PREDATEURS !!!

Oui, du moins en ce qui concerne mon agence, je mesure mes mots !

Dernière minute...

Un peu d'histoire

humeur:argent:ca--.pngIl va falloir que je commence au début. Ca va être un peu long, mais quelques détails sont nécessaires.
Et je crois que vous allez trouver certains d'entre eux pour le moins intéressants…
En 1994, mes parents étant décédés, la vente de leur maison nous donna, à ma sœur et à moi, un peu d'argent. J'ai alors décidé de l'investir dans une maison. Une vieille longère où tout était à faire, dans le Morbihan, m'a séduit. Il me manquait un peu d'argent pour l'achat. J'ai décidé de faire appel à une banque pour m'aider. Mon choix s'est porté sur le Crédit Agricole, vous savez, cette banque qui semble mettre un point d'honneur à xxxxxx les petits exploitant agricoles, “le bon sens près de chez vous”, quoi… Ca me semblait déjà tellement mieux que le compte-chèque postal qui, à l'époque, faisait de vous un interdit bancaire pour 10F (1,5€) dans le trou…
Mais à ce moment-là, j'ignorais tout des manœuvres dont cette nouvelle banque était capable.
Depuis, mes yeux se sont ouverts bien grands…
Pendant plusieurs années, les choses ont semblé se passer de la bonne manière.
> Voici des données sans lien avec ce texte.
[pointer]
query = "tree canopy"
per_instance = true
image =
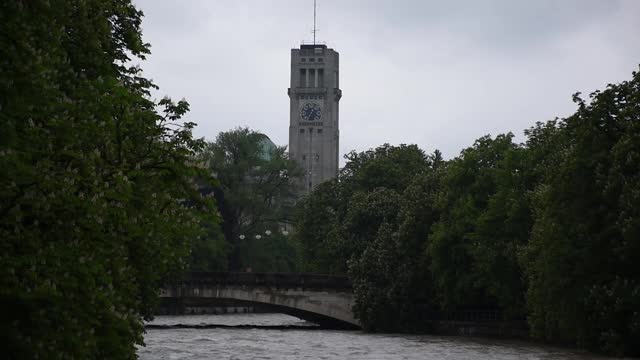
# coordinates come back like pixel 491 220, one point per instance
pixel 97 199
pixel 547 230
Ma paye arrivait sur le compte, les prélèvements se faisaient sans accroc, j'avais le droit à quelques sourires quand je me pointais à l'agence (of course, ils se faisaient du beurre sur mon dos, comme sur des millions d'autres dos…).

Survint un divorce dans ma petite vie. La vie continuait à couler, avec quelques cahots, mais rien d'alarmant pour moi ou pour ma banque.
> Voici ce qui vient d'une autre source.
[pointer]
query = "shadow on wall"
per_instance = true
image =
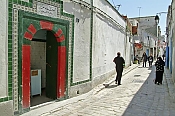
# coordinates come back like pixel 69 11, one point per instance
pixel 111 24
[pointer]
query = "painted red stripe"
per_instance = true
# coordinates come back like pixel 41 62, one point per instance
pixel 28 36
pixel 60 39
pixel 46 25
pixel 61 76
pixel 32 29
pixel 58 33
pixel 26 76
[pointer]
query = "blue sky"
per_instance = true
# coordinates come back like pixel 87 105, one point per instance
pixel 131 8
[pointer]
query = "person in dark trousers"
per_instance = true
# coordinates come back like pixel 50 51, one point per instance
pixel 150 60
pixel 137 58
pixel 163 56
pixel 144 58
pixel 120 64
pixel 159 70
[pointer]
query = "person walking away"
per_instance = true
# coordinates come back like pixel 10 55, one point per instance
pixel 144 58
pixel 120 64
pixel 150 60
pixel 163 56
pixel 159 70
pixel 137 58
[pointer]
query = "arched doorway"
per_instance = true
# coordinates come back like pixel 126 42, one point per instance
pixel 43 67
pixel 55 59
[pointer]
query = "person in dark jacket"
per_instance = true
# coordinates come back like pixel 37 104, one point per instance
pixel 159 70
pixel 144 58
pixel 120 63
pixel 150 60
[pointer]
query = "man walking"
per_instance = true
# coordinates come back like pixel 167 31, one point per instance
pixel 150 60
pixel 144 58
pixel 120 63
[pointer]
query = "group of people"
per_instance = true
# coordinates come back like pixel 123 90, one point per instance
pixel 159 64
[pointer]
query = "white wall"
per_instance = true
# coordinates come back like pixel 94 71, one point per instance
pixel 3 48
pixel 81 60
pixel 107 39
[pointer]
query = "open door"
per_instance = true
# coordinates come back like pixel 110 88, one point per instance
pixel 51 65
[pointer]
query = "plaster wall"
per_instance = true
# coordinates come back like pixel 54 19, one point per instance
pixel 107 41
pixel 3 48
pixel 108 9
pixel 127 52
pixel 81 61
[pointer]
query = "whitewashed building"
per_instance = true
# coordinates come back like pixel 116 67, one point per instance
pixel 55 50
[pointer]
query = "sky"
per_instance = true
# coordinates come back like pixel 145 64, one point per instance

En 2001, problèmes financiers liés à une pension alimentaire que je continuais à verser malgré le fait que mon rejeton m√¢le travaillait à Carrefour. Tribunal, victoire, appel de mon ex à qui j'avais laissé la maison et qui touchait la pension alimentaire mensuelle de presque 600€ depuis 1995, et défaite partielle dû à l'impossibilité où j'étais, contrairement à elle, de m'offrir un avocat.
A la fin de l'année, après des années de célibat, la vie m'a amené à me re-marier malgré mes plus fermes promesses. Grand bien m'en a pris… Avant toute chose, mon épouse devait apprendre le français, ce qu'elle fit fort bien. Mais depuis plusieurs mois présente dans ma vie, elle avait déjà su me prouver son habileté à gérer les chiffres et à monter un dossier. Elle fut celle qui me permit de me sortir des embarras financiers du moment.
Ses débuts dans le monde actif français nous amenèrent à ouvrir un deuxième compte chèque, dans la même banque, bien entendu. Mal m'en a pris, on verra plus tard pourquoi…

Les premières difficultés

200 euros s'évanouissent, et billet d'avion fantôme…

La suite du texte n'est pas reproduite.